Zirvenin kapanışında yaptığı konuşmada, ekonomik gelişmeleri izah ettiğini ancak daha çok Türkiye'deki siyasi istikrar, 2015'teki seçimler ve yatırım ortamının nasıl olacağının merak edildiğini dile getiren Arınç, sözlerini şöyle sürdürdü:
"Hepsi milyar dolarları portföylerinde taşıyan yatırımcılar. Onlara çok merak ettikleri bir konuda da birkaç cümle söyledim, o da şudur: Bizim özellikle Ortadoğu bölgesinde, bazı ülkelerle Suriye ve Irak meselesinden veya Mısır konusundan dolayı ilişkilerimizin biraz yavaşlamış olduğunu veya limonileştiğini söyleyenler var.
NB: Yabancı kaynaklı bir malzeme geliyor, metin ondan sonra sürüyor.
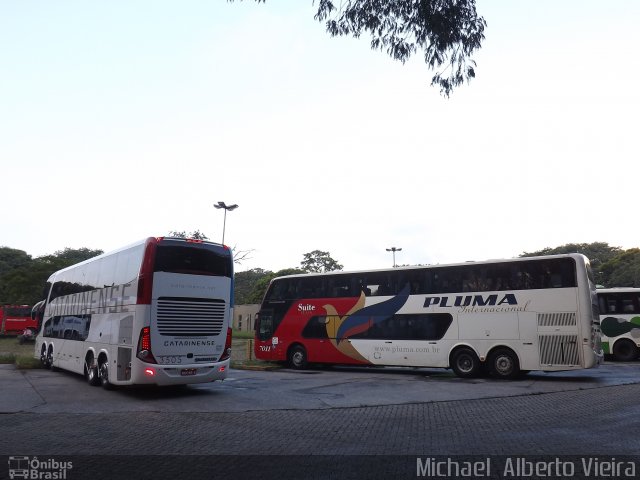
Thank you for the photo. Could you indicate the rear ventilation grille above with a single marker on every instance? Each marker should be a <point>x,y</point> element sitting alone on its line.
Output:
<point>559,350</point>
<point>190,317</point>
<point>557,319</point>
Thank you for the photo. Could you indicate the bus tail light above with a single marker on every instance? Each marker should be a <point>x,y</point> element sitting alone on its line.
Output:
<point>227,347</point>
<point>144,346</point>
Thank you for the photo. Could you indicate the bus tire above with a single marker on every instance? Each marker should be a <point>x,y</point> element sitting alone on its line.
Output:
<point>91,371</point>
<point>625,350</point>
<point>504,364</point>
<point>43,355</point>
<point>103,374</point>
<point>297,357</point>
<point>465,363</point>
<point>48,363</point>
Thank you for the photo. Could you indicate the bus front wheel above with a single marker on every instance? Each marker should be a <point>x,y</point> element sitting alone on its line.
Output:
<point>465,363</point>
<point>503,363</point>
<point>625,350</point>
<point>43,356</point>
<point>298,357</point>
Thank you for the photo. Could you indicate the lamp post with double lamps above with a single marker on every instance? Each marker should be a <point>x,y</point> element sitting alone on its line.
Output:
<point>394,250</point>
<point>226,209</point>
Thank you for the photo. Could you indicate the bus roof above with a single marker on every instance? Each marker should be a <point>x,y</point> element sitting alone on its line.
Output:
<point>133,245</point>
<point>579,256</point>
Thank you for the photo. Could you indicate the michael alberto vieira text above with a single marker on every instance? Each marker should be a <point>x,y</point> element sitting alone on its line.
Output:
<point>521,467</point>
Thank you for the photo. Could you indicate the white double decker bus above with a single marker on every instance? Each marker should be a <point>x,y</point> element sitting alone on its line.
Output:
<point>620,322</point>
<point>500,317</point>
<point>155,312</point>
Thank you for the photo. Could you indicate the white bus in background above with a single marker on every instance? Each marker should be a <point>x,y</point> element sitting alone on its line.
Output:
<point>155,312</point>
<point>502,317</point>
<point>620,322</point>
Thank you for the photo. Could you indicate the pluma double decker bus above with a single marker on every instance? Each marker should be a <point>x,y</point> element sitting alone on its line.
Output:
<point>155,312</point>
<point>502,317</point>
<point>620,322</point>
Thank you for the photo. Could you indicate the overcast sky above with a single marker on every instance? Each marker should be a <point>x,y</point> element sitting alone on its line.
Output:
<point>122,120</point>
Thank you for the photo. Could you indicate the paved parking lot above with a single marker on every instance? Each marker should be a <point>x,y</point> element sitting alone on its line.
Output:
<point>330,423</point>
<point>44,391</point>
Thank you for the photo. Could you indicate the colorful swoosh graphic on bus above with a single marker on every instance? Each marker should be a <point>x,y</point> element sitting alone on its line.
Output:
<point>365,318</point>
<point>612,326</point>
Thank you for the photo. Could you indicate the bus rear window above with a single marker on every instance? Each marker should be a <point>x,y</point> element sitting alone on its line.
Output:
<point>192,261</point>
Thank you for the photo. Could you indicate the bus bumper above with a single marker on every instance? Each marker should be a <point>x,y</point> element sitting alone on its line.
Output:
<point>153,374</point>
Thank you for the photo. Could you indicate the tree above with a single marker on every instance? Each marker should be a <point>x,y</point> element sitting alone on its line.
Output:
<point>318,261</point>
<point>447,32</point>
<point>623,270</point>
<point>244,285</point>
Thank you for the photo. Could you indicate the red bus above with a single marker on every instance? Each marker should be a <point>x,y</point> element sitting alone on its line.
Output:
<point>14,319</point>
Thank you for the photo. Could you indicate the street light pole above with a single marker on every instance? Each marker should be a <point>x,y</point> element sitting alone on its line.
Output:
<point>226,208</point>
<point>394,250</point>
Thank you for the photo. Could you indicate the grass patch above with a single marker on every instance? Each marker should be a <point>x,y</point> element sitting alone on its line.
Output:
<point>12,352</point>
<point>6,357</point>
<point>11,345</point>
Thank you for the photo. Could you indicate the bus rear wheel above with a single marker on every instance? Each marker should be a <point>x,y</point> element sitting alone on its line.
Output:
<point>103,372</point>
<point>503,363</point>
<point>48,363</point>
<point>625,350</point>
<point>465,363</point>
<point>297,357</point>
<point>91,371</point>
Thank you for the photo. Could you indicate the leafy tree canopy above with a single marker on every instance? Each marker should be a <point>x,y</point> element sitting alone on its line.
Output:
<point>623,270</point>
<point>319,261</point>
<point>447,32</point>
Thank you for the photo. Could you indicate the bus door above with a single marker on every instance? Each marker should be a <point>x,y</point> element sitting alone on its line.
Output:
<point>265,328</point>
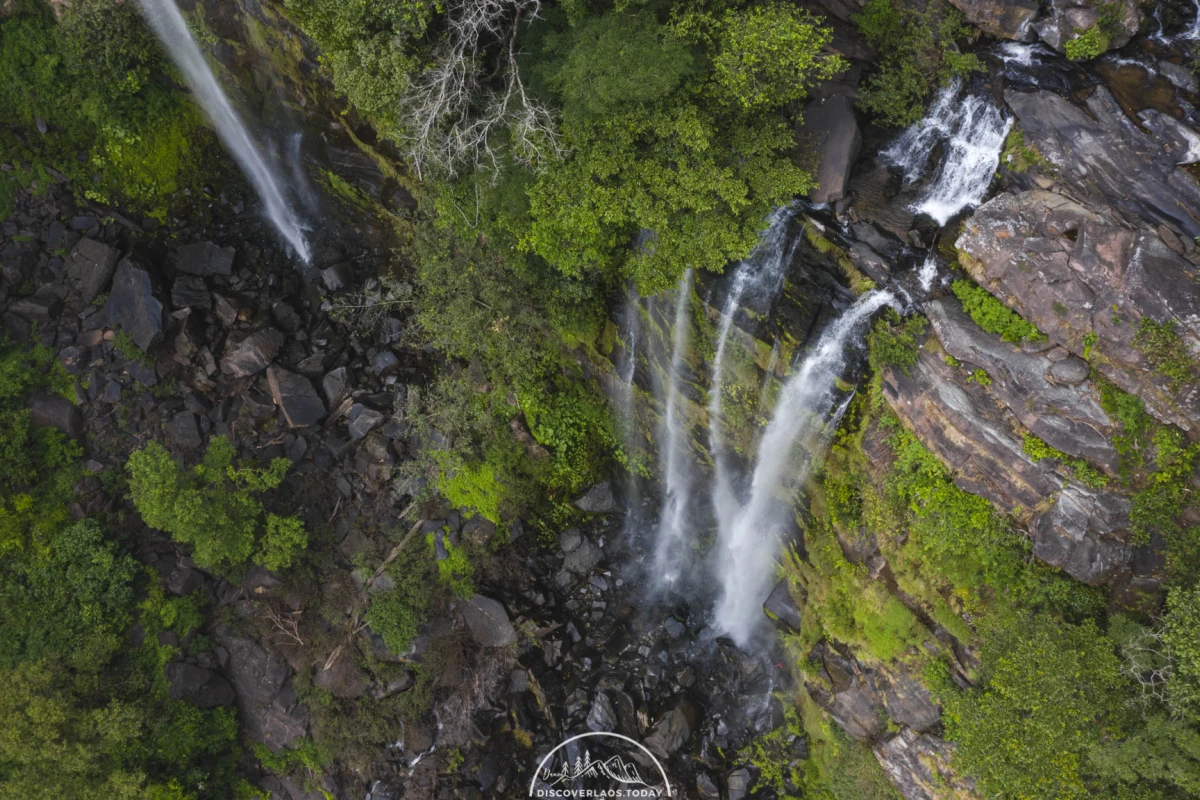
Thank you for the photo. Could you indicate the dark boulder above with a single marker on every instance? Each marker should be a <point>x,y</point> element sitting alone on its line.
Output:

Bunda doğruluk payı olabilir. Suriye'deki tavrımız bellidir. Irak'ta özellikle geçmiş dönemde, Maliki döneminde sıkıntılarımız bellidir. Yine Mısır'da darbeye karşı tavrımız da bellidir. Bundan dolayı bazı ülkeler, Türkiye ile aynı görüşleri paylaşmıyor olabilirler. Yatırımcıların benden ricası şu oldu: 'Bu daha ne kadar devam edebilir.' Çünkü siyasi noktadaki bu sıkıntı, yatırımları engelleyebilecek duruma gelebilir. Ben de onlara rahatlıkla şunu söyledim: 'Türkiye ile bazı ülkeler arasındaki bu görüş farklılığından doğan gelişmeler süratle giderilecektir. Biz aynı coğrafyanın kardeş yaptığı insanlarız. Birbirimize kader birliği yapıyoruz, kaldı ki bölgemizdeki sıkıntılı konular da bir an önce sonuçlanacak. Türkiye ile geçmişte bu ülkelerin nasıl dostluğu ve kader beraberliği varsa bundan sonra da devam edecek.' Onlara Türkiye'de bir atasözünü 'Islak tülbent kuruyuncaya kadar geçecek. Bundan emin olun, gelecek bugünkünden çok daha iyi olacak' dedim. Kabul gördü, bazı yabancı yayın organları da bunu ifade ettiler."